The iconic Geneva International Motor Show, a cornerstone of the automotive industry since 1905, is closing its doors permanently, organizers announced on Friday. The decision comes amid dwindling interest from automakers and growing competition from other European auto shows, marking the end of an era for one of the world’s most prestigious automotive exhibitions.

From its modest beginnings in 1905, attracting just 17,000 visitors, the Geneva Motor Show evolved into a major industry event, peaking in 2005 with nearly 750,000 attendees. Its early years saw a pause due to economic hardship and World War I, resuming in 1923 to become a key annual event. The show’s significance was reaffirmed over the decades, celebrated for unveiling groundbreaking automotive innovations and hosting premieres for car enthusiasts and industry leaders alike.

The COVID-19 pandemic, however, dealt a severe blow to the show, leading to its cancellation for four consecutive years.

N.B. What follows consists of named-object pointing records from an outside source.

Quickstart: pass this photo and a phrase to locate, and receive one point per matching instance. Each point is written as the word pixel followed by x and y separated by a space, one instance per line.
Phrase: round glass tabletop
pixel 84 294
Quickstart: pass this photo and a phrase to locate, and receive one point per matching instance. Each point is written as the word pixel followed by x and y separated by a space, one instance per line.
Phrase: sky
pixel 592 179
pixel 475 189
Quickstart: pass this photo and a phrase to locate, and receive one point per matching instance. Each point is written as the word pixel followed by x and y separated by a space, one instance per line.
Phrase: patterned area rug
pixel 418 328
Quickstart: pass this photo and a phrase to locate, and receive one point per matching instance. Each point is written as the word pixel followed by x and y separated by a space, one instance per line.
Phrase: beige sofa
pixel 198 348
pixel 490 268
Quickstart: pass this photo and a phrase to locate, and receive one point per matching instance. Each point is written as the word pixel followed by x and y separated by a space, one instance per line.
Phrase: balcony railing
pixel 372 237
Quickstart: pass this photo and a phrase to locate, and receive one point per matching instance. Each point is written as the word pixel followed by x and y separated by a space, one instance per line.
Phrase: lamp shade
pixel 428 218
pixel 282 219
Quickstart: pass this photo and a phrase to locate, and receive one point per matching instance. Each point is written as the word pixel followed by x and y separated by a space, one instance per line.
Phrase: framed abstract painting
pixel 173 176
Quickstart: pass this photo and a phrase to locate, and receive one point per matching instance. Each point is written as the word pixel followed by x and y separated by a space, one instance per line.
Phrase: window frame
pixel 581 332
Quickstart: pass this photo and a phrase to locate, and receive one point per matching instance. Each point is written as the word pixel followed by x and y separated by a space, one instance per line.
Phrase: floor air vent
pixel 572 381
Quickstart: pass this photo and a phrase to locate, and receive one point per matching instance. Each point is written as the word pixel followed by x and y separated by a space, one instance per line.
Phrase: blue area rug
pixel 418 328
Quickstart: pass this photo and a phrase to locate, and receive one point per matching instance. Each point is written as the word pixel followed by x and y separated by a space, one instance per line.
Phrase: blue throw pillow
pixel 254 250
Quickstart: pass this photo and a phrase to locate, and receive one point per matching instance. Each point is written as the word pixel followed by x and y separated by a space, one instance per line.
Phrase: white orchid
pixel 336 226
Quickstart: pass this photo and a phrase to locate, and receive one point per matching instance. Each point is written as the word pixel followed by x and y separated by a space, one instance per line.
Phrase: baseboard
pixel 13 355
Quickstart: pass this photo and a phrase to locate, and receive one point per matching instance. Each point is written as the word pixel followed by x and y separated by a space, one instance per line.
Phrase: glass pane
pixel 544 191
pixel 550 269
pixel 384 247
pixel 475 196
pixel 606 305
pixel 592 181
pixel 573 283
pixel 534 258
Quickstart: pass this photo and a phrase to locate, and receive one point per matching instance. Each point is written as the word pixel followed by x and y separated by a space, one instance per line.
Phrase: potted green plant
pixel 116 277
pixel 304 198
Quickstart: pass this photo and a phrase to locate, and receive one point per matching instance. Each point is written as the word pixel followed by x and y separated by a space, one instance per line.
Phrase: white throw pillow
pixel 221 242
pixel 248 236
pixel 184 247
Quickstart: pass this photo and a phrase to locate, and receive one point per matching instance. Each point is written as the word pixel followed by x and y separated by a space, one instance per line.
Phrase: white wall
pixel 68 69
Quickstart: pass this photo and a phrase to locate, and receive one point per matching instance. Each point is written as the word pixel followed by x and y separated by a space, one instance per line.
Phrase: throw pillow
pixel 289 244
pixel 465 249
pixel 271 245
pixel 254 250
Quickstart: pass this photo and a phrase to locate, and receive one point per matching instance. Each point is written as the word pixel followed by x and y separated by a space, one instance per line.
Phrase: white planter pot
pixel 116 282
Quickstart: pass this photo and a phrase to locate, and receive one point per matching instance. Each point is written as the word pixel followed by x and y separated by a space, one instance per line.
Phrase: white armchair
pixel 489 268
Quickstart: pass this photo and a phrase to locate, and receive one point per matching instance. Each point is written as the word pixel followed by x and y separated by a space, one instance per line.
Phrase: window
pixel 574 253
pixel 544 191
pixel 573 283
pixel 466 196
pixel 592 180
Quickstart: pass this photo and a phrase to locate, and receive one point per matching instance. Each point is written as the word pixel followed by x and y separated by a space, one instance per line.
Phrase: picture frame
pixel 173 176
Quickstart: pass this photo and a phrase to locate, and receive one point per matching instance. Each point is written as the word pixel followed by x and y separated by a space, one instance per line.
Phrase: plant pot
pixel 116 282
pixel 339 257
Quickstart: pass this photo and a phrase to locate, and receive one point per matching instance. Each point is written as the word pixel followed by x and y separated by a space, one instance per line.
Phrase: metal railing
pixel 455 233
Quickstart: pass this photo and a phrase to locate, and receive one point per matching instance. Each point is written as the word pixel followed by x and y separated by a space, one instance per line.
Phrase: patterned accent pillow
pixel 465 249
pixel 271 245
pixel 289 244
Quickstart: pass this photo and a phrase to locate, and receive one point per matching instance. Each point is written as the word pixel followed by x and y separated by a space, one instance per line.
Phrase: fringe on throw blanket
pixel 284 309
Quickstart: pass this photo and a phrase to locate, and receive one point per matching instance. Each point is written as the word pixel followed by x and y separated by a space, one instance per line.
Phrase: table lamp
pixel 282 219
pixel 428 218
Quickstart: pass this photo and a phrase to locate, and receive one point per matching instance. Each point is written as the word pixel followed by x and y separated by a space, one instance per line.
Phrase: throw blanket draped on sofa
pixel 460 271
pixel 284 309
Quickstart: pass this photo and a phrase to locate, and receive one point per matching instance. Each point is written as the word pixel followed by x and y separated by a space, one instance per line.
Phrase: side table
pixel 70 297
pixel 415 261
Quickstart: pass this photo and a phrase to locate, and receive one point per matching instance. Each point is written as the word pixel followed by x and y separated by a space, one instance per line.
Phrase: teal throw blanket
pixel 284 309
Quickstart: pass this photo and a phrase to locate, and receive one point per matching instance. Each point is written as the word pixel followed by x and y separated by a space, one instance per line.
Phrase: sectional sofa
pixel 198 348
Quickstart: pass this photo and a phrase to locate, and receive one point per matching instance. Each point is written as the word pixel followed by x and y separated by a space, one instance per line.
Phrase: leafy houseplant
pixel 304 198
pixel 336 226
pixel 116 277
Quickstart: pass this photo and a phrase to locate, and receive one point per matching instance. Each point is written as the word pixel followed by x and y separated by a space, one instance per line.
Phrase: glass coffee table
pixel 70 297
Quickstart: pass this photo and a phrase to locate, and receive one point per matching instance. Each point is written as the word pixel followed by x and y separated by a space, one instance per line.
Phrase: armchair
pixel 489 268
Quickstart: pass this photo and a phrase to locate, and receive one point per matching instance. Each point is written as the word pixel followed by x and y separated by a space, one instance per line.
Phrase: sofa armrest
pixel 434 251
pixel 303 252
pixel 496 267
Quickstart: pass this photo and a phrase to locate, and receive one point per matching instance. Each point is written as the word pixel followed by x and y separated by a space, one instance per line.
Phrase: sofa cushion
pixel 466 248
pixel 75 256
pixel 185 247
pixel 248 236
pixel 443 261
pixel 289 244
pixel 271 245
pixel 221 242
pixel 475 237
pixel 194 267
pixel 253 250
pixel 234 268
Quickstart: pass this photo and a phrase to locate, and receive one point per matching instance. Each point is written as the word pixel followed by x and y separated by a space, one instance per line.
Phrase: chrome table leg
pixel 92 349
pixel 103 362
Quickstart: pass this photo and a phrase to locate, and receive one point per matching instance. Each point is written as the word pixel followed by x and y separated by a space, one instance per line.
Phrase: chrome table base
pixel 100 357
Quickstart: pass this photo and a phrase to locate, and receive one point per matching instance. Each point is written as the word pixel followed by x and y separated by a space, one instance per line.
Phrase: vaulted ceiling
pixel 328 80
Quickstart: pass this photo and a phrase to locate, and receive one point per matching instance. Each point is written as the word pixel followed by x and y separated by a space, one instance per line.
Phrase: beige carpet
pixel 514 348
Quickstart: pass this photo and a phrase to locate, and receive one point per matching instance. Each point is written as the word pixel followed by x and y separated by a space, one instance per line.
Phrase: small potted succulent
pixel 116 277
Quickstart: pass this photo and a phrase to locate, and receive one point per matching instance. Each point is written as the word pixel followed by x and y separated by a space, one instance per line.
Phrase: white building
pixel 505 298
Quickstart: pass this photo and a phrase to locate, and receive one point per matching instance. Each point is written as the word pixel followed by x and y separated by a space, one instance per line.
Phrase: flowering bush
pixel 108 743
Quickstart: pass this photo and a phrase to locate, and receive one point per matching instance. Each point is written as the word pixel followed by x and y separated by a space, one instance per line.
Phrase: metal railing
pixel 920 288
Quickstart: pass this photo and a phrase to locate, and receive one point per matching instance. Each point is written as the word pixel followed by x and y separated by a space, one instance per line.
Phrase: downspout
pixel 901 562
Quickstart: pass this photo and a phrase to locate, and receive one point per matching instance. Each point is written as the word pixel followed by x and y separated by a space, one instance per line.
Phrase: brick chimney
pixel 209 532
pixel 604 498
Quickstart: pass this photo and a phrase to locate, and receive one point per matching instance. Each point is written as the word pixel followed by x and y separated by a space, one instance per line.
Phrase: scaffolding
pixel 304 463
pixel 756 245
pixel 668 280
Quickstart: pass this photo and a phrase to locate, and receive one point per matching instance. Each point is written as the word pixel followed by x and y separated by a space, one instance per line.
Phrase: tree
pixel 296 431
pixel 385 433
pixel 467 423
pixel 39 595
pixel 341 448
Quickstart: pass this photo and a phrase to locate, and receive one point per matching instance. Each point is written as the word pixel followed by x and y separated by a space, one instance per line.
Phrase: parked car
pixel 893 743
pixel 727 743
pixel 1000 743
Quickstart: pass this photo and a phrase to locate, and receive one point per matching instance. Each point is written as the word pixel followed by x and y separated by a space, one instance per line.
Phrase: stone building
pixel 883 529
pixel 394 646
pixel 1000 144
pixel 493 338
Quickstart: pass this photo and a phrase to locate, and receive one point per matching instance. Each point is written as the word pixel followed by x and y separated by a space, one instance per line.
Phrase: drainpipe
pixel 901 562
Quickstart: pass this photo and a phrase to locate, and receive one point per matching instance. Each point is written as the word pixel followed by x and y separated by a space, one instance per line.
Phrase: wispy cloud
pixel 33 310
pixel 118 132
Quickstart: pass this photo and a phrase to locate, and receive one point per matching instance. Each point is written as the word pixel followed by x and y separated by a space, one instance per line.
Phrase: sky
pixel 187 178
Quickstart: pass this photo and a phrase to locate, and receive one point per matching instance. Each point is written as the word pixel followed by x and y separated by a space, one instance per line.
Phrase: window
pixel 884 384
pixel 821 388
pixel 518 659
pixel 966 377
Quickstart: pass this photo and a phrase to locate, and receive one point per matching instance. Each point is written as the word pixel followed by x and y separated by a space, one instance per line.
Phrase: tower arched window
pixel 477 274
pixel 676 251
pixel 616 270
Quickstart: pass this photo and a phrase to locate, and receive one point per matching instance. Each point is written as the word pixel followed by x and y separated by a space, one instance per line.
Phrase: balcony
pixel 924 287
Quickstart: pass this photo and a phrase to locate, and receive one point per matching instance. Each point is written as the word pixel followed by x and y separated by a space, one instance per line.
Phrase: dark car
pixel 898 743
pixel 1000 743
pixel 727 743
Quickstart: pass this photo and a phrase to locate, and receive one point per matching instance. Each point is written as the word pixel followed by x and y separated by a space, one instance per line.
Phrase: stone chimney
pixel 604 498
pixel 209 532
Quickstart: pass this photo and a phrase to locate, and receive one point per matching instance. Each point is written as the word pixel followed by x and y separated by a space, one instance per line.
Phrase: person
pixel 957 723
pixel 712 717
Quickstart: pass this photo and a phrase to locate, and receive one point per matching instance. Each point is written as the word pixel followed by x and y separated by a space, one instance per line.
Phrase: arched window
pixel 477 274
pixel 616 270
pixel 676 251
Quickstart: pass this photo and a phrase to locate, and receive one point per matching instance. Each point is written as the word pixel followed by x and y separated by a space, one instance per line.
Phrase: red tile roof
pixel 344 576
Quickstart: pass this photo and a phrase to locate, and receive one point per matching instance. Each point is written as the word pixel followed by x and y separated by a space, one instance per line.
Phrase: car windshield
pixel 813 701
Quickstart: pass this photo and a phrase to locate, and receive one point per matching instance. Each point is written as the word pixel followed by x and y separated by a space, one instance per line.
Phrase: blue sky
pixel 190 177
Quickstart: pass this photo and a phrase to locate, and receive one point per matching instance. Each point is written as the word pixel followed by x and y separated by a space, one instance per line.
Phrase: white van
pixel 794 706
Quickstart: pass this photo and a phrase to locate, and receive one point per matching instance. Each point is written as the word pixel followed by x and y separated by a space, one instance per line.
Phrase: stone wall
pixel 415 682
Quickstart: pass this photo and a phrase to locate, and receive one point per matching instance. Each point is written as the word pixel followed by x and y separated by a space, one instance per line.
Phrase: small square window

When the show finally returned earlier this year, it attracted only 37 exhibitors and 168,000 visitors, a stark contrast to the pre-pandemic attendance of 602,000 visitors and 184 exhibitors in 2019. This dramatic decline reflected broader challenges facing the automotive industry, including shifts in consumer interest and the rise of alternative venues for vehicle launches and showcases.

“It is with deep regret that we must announce the permanent cancellation of the Geneva International Motor Show,” said Alexandre de Senarclens, president of the organizing foundation’s permanent committee. “The lack of manufacturer interest, coupled with fierce competition from the Paris and Munich shows and the substantial investments required, have made it unsustainable to continue.” De Senarclens emphasized that the decision was made after careful consideration of the evolving industry landscape and the show’s diminishing relevance.

Despite the show’s closure, the Geneva International Motor Show’s legacy will continue in a new form with the Geneva Motor Show Qatar, which debuted successfully last year. Organizers confirmed that the Qatar edition will proceed, with the next event scheduled for Doha in November 2025. This continuation underscores the enduring appeal of the Geneva brand, albeit in a different geographical context, highlighting the adaptability of major auto shows in response to global industry trends.

As the curtains fall on the Geneva edition, the automotive world bids farewell to a historic event that has shaped car culture and innovation for over a century. The show’s closure marks the end of an era, but its influence on the automotive industry will be remembered for years to come.